Outer thigh lift question

nancy324

Cathlete
I just previewed PushPull and I'm about to start it today. I noticed that it has those outer thigh lifts on the stability ball. Has anyone noticed that when you do these the first leg gets a much better workout because the second leg is exhausted from holding up your weight so you can't complete all the lifts? It seems so unbalanced to me. What are your solutions? (Maybe switch legs each time you do the workout?) Just curious as to how others handle this.
 
My solution to this one is to do them lying on my side on the floor, using a ten pound weight held against the upper part of my outer thigh. The only other way I can see to avoid this is to switch your starting side each time, but that would only work if I did this workout consistently, which I don't. Maybe someone else will come up with a more creative approach! I hope so, because I have found this to be a problem for me as well, Nancy!

Carol
:)
 
Here is a suggestion.
Stop after one side and get a good stretch in BOTH outer thighs.

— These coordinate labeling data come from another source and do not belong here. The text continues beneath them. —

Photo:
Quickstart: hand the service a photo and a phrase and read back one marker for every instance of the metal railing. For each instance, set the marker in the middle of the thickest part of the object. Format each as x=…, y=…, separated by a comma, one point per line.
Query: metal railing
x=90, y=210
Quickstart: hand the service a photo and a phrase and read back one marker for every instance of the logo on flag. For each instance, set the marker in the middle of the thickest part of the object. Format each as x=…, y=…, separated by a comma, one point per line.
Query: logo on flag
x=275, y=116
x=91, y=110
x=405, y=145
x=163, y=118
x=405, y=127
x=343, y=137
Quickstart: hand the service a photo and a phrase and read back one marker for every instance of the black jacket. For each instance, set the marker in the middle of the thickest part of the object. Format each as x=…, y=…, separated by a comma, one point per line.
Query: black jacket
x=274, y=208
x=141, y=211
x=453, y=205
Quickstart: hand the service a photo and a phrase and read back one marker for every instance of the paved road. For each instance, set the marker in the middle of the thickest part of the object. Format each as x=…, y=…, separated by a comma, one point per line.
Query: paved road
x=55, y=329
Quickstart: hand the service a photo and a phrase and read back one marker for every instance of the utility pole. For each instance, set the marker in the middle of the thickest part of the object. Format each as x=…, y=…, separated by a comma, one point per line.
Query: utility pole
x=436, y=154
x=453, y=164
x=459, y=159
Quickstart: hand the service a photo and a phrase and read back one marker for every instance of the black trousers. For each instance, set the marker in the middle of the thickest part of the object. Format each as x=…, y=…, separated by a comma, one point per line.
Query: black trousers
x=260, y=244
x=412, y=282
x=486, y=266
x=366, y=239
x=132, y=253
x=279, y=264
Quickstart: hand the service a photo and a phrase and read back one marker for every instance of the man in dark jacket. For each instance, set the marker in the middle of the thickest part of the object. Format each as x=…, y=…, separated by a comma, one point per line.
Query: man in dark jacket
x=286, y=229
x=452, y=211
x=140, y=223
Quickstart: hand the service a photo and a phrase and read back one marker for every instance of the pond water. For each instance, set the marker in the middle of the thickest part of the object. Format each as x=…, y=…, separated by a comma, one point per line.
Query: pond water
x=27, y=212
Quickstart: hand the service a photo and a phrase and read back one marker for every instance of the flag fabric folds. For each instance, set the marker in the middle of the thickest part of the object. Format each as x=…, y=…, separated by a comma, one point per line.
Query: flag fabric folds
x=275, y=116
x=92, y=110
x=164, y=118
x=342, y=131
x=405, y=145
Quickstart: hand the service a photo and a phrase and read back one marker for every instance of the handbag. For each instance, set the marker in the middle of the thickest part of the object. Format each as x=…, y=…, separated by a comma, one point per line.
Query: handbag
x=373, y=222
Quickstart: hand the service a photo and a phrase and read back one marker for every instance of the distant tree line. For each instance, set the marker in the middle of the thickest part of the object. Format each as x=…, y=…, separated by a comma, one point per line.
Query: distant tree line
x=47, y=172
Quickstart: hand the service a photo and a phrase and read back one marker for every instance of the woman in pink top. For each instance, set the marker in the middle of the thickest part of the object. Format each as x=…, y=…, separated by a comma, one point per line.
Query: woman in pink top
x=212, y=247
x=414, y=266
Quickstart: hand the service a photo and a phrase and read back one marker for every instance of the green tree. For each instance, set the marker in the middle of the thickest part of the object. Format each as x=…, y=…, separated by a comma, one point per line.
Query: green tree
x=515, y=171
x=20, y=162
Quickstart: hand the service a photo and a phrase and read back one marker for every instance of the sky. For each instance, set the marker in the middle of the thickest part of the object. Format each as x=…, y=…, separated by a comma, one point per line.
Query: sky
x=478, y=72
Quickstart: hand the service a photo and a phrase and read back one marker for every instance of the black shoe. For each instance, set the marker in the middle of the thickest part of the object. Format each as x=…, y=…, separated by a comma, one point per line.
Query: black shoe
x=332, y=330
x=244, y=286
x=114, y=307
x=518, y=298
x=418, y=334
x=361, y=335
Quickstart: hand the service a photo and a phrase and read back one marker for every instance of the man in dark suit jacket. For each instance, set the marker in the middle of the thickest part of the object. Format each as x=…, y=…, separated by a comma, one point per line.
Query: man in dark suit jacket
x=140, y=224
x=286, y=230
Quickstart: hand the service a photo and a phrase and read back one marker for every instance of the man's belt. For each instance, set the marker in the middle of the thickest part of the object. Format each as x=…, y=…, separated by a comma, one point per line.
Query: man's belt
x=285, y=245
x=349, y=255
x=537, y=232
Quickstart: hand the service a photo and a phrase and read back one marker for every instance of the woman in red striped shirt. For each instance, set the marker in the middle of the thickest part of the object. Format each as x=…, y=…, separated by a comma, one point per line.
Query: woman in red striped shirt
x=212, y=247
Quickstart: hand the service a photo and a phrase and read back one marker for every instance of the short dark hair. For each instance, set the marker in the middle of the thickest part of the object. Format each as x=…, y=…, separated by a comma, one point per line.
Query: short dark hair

Sit on the floor, cross one leg over the other and put the foot of the crossed leg on the out side of the opposite thigh. Use your arm to push your leg deeper into the stretch. do both sides and take your time. Then go on and do the other side of outer thigh lifts on the stability ball.
 
I switch which leg I start with each time I do the workout. I also do this with PLB and PS Legs.
 
I did em on the floor, as I do for PLB and it obviously did the job. I hadn't been able to exercise much for awhile, and then I did PushPull yesterday and now my entire lower body is in a painful state of DOMS. I'm so disappointed because I wanted to work out today and I don't know how I'm going to. Weekends are my best time for working out. ;(

KathyH was right! I liked the workout!
 
I switch legs each time I do PP, PLB and PS, making a note in my workout log so I remember which side to start with the next time.

Sometimes I do one side on the stability ball and the other on the floor, again, switching sides each time I do the workout.
 
I change my starting leg each time. I do that a lot if I feel that

one leg/arm... whatever...is getting shorted through pre-exhaustion.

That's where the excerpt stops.